Using Text and Data Mining to Gain Insights on COVID-19
Government agencies have taken various regulatory actions in response to the COVID-19 pandemic. What are people saying about these regulatory responses? Which ones have prompted the most discussion? And, most importantly, which regulations should be most urgently addressed?
To answer these questions, George Washington University researcher Zhoudan Xie collaborated with ProQuest on a special text and data mining (TDM) project. Using TDM Studio, ProQuest’s new text and data mining solution, she analyzed a massive set of recent U.S. news articles related to both COVID-19 and regulation. Her goal: to see what topics were written about most frequently.
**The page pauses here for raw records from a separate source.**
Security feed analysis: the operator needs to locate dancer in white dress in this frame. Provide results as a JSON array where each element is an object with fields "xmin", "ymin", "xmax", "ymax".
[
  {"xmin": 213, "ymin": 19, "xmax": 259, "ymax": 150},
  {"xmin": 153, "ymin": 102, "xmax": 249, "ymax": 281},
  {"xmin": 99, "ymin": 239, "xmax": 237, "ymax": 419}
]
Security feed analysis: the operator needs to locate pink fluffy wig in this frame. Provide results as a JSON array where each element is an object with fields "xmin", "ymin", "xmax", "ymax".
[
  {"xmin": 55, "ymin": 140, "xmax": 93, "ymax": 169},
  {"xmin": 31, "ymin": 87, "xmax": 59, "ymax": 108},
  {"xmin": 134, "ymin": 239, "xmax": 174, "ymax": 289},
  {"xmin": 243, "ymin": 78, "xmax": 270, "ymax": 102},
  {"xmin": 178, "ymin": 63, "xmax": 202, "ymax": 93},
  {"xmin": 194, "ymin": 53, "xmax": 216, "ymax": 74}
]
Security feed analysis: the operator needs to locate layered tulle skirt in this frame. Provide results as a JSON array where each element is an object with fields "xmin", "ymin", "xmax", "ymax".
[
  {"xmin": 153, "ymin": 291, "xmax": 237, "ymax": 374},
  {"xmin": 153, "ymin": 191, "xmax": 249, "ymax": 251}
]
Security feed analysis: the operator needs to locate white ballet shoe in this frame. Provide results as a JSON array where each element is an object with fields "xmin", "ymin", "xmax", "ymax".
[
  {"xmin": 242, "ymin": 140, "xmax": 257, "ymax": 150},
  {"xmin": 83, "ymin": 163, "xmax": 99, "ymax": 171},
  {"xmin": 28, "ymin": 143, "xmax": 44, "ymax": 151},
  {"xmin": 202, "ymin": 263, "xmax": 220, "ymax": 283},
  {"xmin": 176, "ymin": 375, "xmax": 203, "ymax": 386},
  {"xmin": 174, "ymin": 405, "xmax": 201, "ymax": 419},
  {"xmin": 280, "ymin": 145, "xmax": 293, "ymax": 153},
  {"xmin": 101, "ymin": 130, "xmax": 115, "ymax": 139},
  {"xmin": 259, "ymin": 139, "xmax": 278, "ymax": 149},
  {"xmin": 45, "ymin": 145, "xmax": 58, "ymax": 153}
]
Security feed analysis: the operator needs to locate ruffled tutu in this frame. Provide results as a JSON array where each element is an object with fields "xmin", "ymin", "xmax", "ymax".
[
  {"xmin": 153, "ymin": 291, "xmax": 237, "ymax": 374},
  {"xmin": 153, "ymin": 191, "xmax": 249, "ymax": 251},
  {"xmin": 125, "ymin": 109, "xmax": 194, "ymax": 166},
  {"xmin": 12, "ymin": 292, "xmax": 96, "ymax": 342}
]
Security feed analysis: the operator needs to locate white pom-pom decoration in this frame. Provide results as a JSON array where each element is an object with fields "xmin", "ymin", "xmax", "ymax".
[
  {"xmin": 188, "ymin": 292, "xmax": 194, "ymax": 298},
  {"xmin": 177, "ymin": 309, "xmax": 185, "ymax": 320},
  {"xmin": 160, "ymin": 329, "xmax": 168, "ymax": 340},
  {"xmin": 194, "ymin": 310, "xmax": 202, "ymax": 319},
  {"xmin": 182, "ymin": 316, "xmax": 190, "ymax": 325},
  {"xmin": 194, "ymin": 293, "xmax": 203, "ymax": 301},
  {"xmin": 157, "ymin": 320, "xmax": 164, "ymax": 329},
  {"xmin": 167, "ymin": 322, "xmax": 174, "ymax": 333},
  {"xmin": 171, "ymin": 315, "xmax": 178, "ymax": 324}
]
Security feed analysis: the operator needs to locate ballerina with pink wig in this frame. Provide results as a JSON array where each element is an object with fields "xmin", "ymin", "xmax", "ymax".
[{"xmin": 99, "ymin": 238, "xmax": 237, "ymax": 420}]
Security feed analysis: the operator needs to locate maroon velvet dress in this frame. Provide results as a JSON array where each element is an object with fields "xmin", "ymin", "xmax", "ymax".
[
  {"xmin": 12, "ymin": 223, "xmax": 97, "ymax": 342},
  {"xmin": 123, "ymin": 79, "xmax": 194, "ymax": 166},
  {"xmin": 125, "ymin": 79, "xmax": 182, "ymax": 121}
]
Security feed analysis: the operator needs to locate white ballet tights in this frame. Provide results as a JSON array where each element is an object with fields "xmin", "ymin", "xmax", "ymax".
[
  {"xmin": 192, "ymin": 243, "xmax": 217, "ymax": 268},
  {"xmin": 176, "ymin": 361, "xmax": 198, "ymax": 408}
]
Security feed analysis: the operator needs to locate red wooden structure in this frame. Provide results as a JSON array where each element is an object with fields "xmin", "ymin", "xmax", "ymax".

From an initial idea to the final output, TDM Studio gives researchers like Xie access to current news and scholarly content in record time by significantly reducing the time and effort needed for the up-front data collection and formatting. This enables researchers to quickly reveal relationships, patterns and connections within and between datasets from a variety of sources, including current and historical ProQuest content.
Using a dataset of a million-plus articles specifically curated for COVID-19 research, Xie’s analysis identified 16 topics in articles between January and April 2020 – from “quarantine and reopening” to “oil price.” These topics demonstrate different levels of prevalence and trends over time, reflecting changes in media attention on regulatory policy response to COVID-19.
Nobody can read a million articles manually, so a tool like TDM Studio is crucial for analyzing this volume of data. The project helped Xie understand the general patterns and trends in regulatory issues being talked about in the news related to COVID-19.
“With the rich resources provided by TDM Studio,” said Xie, “further text mining and analysis can be applied to answer more specific questions in regulatory studies, generating insights that may inform policymakers and help the economy recover from the pandemic.”